Кандидатура Борнштедта при вступлении в «Рабочее общество» должна была обсуждаться по докладу Карла Валлау, наборщика издаваемой им газеты точно так же, как и любого столяра, каретника или другого ремесленника. Адальберт был взбешен. Объединив недовольных, он решил нанести удар в спину общества. Он дождался отъезда Маркса в Голландию и начал действовать.

Вскоре стало известно, что Борнштедт предполагает организовать международную «Демократическую ассоциацию», чтобы ослабить влияние «Рабочего общества» на бельгийских и немецких тружеников. Однако Энгельсу, В. Вольфу, К. Валлау удалось вовремя пресечь интриги Борнштедта. Большинством голосов почетным председателем «Демократической ассоциации» был избран прославленный участник бельгийской революции 79-летний генерал Меллине. Действительным же главой международной организации стал Энгельс. За него единогласно проголосовали поляки, швейцарцы, голландцы, немцы, итальянцы, бельгийцы.

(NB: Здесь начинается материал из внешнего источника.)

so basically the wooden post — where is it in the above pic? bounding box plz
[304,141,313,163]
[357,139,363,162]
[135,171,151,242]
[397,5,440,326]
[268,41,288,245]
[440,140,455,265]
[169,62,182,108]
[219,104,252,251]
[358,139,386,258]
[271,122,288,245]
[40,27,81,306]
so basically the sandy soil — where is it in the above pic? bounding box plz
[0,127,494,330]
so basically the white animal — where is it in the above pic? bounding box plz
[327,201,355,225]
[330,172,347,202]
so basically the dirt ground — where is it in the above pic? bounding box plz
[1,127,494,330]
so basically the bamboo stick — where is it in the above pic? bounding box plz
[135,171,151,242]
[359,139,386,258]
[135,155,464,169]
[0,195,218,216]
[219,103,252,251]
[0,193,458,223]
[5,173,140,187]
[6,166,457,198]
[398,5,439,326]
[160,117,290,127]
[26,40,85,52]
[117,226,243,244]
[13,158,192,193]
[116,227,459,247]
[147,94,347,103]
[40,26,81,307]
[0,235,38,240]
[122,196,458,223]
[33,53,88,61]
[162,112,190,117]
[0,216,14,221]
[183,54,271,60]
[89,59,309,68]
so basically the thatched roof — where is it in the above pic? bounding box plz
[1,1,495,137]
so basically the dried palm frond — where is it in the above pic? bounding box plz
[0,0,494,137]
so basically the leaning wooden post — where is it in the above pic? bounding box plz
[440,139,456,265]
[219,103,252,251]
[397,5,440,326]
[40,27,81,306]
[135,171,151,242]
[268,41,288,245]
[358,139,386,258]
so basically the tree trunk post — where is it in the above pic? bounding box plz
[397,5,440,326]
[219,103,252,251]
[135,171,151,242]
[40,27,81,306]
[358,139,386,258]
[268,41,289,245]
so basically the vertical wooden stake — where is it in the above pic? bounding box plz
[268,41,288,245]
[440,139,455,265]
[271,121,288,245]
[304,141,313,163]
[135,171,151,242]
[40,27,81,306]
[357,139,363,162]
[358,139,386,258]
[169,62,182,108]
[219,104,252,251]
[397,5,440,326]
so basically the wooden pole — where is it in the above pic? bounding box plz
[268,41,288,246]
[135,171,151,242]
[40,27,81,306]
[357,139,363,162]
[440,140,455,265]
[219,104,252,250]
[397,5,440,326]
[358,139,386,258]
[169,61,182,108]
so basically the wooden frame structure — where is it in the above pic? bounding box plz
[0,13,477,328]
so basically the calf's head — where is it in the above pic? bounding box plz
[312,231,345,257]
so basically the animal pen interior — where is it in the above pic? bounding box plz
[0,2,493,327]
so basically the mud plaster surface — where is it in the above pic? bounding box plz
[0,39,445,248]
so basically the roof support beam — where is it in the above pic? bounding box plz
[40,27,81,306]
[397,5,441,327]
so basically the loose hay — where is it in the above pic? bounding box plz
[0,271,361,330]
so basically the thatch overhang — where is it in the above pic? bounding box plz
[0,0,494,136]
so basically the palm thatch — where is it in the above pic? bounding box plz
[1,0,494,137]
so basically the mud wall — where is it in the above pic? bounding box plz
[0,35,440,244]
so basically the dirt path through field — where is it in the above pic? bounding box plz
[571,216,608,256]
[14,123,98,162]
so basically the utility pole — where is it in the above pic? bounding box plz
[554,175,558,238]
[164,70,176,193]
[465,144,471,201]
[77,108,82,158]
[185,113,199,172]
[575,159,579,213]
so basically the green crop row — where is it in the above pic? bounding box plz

Так провалились интриги прусского агента Борнштедта.

По случайному стечению обстоятельств на другой день после выборов фон Борнштедт принимался в члены «Рабочего общества». Вот что рассказал об этом Энгельс в письме Марксу от 30 сентября 1847 года:

«…Речь зашла о приеме Борнштедта… Первым встал Гесс и предложил Борнштедту два вопроса относительно собрания в понедельник. Борнштедт в ответ на эти вопросы отделался ложью, а Гесс был настолько слаб, что объявил себя удовлетворенным. Юнге напал на Борнштедта лично по поводу его выступления в обществе… Выступали еще многие другие. Одним словом… Борнштедту пришлось пройти сквозь строй. С ним рабочие обращались очень плохо, и он был так потрясен, — он, который своими книжными дарами считал себя от всего огражденным, — что он мог отвечать только слабо, уклончиво, сдержанно… Тогда выступил и я, разоблачив всю интригу… опроверг все увертки Борнштедта одну за другой и, наконец, заявил: Борнштедт вел против нас интриги, хотел составить нам конкуренцию, но мы победили и поэтому можем теперь допустить его в общество. Во время речи, — это была самая лучшая, какую я когда-либо произносил, — меня часто прерывали аплодисментами, особенно, когда я сказал: «эти господа думали, что победа уже на их стороне, потому что я, их вице-председатель, ухожу, но они не подумали о том, что между нами есть еще один, которому это место принадлежит по праву, — единственный, который может здесь в Брюсселе быть представителем немецких демократов, — это — Маркс», — тут раздались громкие аплодисменты… Наши рабочие во всей этой истории вели себя прекрасно… они отнеслись к Борнштедту с величайшей холодностью и беспощадностью, и когда я закончил свою речь, то в моей власти было провалить его огромным большинством… Но мы поступили с ним хуже, мы приняли его с позором. На общество эта история произвела прекрасное впечатление; в первый раз наши рабочие сыграли роль, овладели митингом, несмотря на все интриги, и призвали к порядку человека, который хотел перед ними важничать. Только несколько приказчиков… были недовольны, масса полна энтузиазма по отношению к нам. Они почувствовали, какую они представляют силу, когда они объединены».